12 So with yourselves, since you are eager for manifestations of the Spirit, strive to excel in building up the church.

13 Therefore, one who speaks in a tongue should pray that he may interpret. 14 For if I pray in a tongue, my spirit prays but my mind is unfruitful. 15 What am I to do? I will pray with my spirit, but I will pray with my mind also; I will sing praise with my spirit, but I will sing with my mind also. 16 Otherwise, if you give thanks with your spirit, how can anyone in the position of an outsider say  “Amen” to your thanksgiving when he does not know what you are saying? 17 For you may be giving thanks well enough, but the other person is not being built up. 18 I thank God that I speak in tongues more than all of you. 19 Nevertheless, in church I would rather speak five words with my mind in order to instruct others, than ten thousand words in a tongue.

20 Brothers, do not be children in your thinking. Be infants in evil, but in your thinking be mature.

 Holy Gospel                                                                    Luke 5:1-11

5 On one occasion, while the crowd was pressing in on him to hear the word of God, he was standing by the lake of Gennesaret, 2 and he saw two boats by the lake, but the fishermen had gone out of them and were washing their nets. 3 Getting into one of the boats, which was Simon’s, he asked him to put out a little from the land. And he sat down and taught the people from the boat.

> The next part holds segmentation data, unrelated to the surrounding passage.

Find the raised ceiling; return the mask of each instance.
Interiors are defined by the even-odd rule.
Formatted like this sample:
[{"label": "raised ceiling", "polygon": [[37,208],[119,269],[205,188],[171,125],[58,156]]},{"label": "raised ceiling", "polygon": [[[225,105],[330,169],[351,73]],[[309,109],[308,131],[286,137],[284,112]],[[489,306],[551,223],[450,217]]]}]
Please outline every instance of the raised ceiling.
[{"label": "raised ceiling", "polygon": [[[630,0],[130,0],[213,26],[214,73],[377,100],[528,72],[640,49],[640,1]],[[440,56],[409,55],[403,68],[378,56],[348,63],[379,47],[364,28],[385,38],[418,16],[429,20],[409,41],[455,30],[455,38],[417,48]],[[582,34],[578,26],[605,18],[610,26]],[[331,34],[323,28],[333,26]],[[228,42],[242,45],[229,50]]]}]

4 And when he had finished speaking, he said to Simon, “Put out into the deep and let down your nets for a catch.” 5 And Simon answered, “Master, we toiled all night and took nothing! But at your word I will let down the nets.” 6 And when they had done this, they enclosed a large number of fish, and their nets were breaking. 7 They signaled to their partners in the other boat to come and help them. And they came and filled both the boats, so that they began to sink.

8 But when Simon Peter saw it, he fell down at Jesus’ knees, saying, “Depart from me, for I am a sinful man, O Lord.” 9 For he and all who were with him were astonished at the catch of fish that they had taken, 10 and so also were James and John, sons of Zebedee, who were partners with Simon. And Jesus said to Simon, “Do not be afraid; from now on you will be catching men.” 11 And when they had brought their boats to land, they left everything and followed him.